Да, мне нужна только Тетрадь…
В конечном итоге, у нас ведь с этим наивным мальчишкой уговор, и его защита – мой долг, не я ли сам нарек себя телохранителем и его наставником? Какое значение он сам может иметь для меня, могущественного екая, наблюдающего движение мира не первый век? Нацумэ просто ребенок, обычный мальчик, которого я забуду, едва он исчезнет с моих глаз. Непременно забуду. И все же… время, проведенное с ним, было веселым. Мне нравится, что он неравнодушен к просьбам и бедам екаев, из-за чего постоянно влипает в неприятности. И это мне тоже нравится, как и то, что он всегда меня зовет, если ему грозит опасность. Нравится отчитывать его, когда тот смывается куда-то без предупреждения. Нравится, когда он покупает мне булочки с изюмом.
Хотелось бы мне, чтобы такое время…
– Это был последний, – доносится до меня измученный, но восторженный голос мальчишки, и я поворачиваю в его сторону уши. – Представляешь, Сэнсей? Это было последнее имя. В Тетради больше не осталось листов. А ты говорил, что мне не хватит и сотни жизней, – смеется мальчик, и в его голосе слышится облегчение, заставившее что-то внутри меня неприятно шевельнуться. – Прости, что тебе пришлось быть со мной так долго и, что оставил тебе пустую Тетрадь. Но ведь это так здорово, все екай теперь получили свободу, и ты сам можешь вернуться домой!
Его слова хлыстом ударили меня, заставив взвинчено подскочить.
– Домой? – оторопело переспросил я, но тут же спохватился и натянул на морду самодовольную улыбку. – Верно-верно, ведь тетрадки больше нет, так что и в твоем доме, – я неосознанно подчеркнул это слово, – меня более ничего не держит. Эх, даже поверить не могу, что ты, оболтус бесхребетный, все имена раздал. Такое добро разбазаривать попусту, ну и ну, – на мое возмущенное ворчание Нацумэ только легко засмеялся. – Ничего мне не оставил! А я так мечтал заиметь какого-нибудь шустрого раба, гонял бы его за саке и кальмарами да заставлял песни мне петь.
– Прости-прости, – примирительно выставив руки, хихикнул Нацумэ.
– Слишком уж ты добрый, – мне не удалось скрыть проскользнувшую в голосе тихую грусть. Все же насмешливо фыркнув, я забрался на подоконник и, не желая более видеть лицо глупого мальчишки, спрыгнул вниз, только отдаленно расслышав удивленный крик Нацумэ, окликающего меня, но обернуться я так и не смог. Бесконечная череда встреч и расставаний, что сопровождала нас с того дня, как этот дурачок решил вернуть всем екаям их имена, закончена. О, все это казалось мне сплошной нелепостью, все расставания смешными и не заслуживающими моего внимания.
Не оставляющими следа тоски на сердце.
Да и теперь разве есть мне с чего расстраиваться? Я могу вернуться… да хоть куда я могу вернуться и навсегда забыть этого идиота с его миротворческими замашками, что б его. Привязаться к человеку? Желать остаться с ним? Пфе, невозможно это, абсурд, какая нелепица. Нет, я просто жалею об окончании занимательного приключения, позволившего мне убить немного времени своей бесконечно долгой для людей жизни. Теперь наш уговор расторгнут, вот она, свобода!

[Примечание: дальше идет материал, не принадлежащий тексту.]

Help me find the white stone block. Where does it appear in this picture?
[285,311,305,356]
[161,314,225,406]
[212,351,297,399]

Я сбросил облик толстопузого котика удачи, привычно ощутив как прохладный ветер скользнул по шерсти, подхватывая ее и взъерошивая. Я вновь получил свободу, вот только, что с ней делать? Теперь я могу отправиться к любым источникам саке, отдаться празднеству и напиться до потери памяти. Буквально. Чтобы навсегда вытравить из воспоминаний улыбку и теплый взгляд глупого мальчишки. Ох, как же я сейчас зол! Он ведь даже не попытался, не предложил остаться с ним! Точно все время я только и являлся для него приложением рядом, аксессуаром, который выкинуть можно, когда надобность в нем отпадет. Домашней зверюшкой!